Vanderbloemen, with his experience doing executive searches, absolutely agrees. “Every pastor is an ‘interim pastor,’” he says. Unless a church closes its doors or gets to be around when Jesus returns, the current pastor is eventually followed by someone else. In order to honor that reality, churches should think through their eventual voluntary transition plan with the same care they would an involuntary transition.

Planning ahead of time for the near inevitability of bringing in a new pastor makes all the difference. In Cole’s experience advising churches, “having the plan in place addresses generally 90 percent of the issues.”

So what about the other 10 percent? That’s where practical tips and expert guidance can make a difference.



01. Guide the Narrative

David Fletcher is a former full-time executive pastor and the founder of XPastor, an organization that coaches and equips church leaders who manage the church. His advice for making the initial transition announcement is also echoed by other experts: In a healthy way, control the narrative.

“Start it with email” or a video announcement, Fletcher says. “Get your best foot forward” by crafting the message deliberately and carefully so the first way people hear about a transition is the way you want them to hear it. “And you have to tell the truth, too,” he cautions. You don’t want the truth coming out in another way.
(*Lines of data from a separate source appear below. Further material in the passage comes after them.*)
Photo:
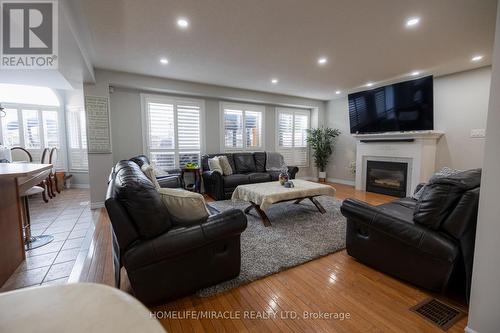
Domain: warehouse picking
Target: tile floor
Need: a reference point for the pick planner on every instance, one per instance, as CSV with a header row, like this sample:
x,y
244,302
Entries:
x,y
68,218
02. Be Faster Than the “Competition”

When you start to share the news of a transition, “it’s gotta be lightning fast,” says Vanderbloemen. Part of the reason for this approach is to be effective in communicating and part of it is to make sure a different—likely erroneous—narrative doesn’t travel faster. “You might as well give them the information you want them to have,” says Fletcher. This will also help negate inaccurate narratives or assumptions.

03. Get on the Same Page

Key to this initial announcement, says Fletcher, is that it is written, approved and vetted beforehand by all necessary parties. Other experts agree, and note that united understanding and buy-in are crucial.

04. Over-Communicate

There’s a tendency during transitions to keep information in a close-knit circle. But absent a legal or privacy concern, it’s usually better to err on the side of over-communicating, says Fletcher. A common pitfall is to keep the search process and progress secret. Search committees can too often confuse a candidate’s right to confidentiality with secrecy. “It’s perfectly acceptable to say, ‘We have three candidates we’re looking at,’” Fletcher notes.

It’s a good idea to regularly update the congregation on the process, he says, whether that’s an update from the pulpit, an email or just a bulletin item. Having regular touchpoints will help the congregation feel informed, even if the update is just a prayer request for the continuing progress of the transition.

Is there a danger in communicating too much? That depends on what is meant by “too much.” “Too much” as in confidential details? Absolutely. “Too much” as in frequency? “There’s no danger in that,” reassures Fletcher.

05. Have a Clear Timeline

Fletcher notes that search committees tend to do a great job of communicating in the first six months or so—but then they go silent. The result is that the congregation is left to guess or newcomers are unaware of the transition process altogether. “A church can actually survive six months” out of the loop, states Fletcher. But after that, a congregation left in the dark will start to have issues with the process.

“In the communication plans we draw up,” offers Vanderbloemen, “one of the axioms that has come up is ‘People will walk through a really long tunnel if they know how long the tunnel is.’” Without that knowledge, he notes, anxieties arise around how much giving will drop off, what is happening with the church’s ministries, and more. “All of that gets mitigated if there’s clear communication.”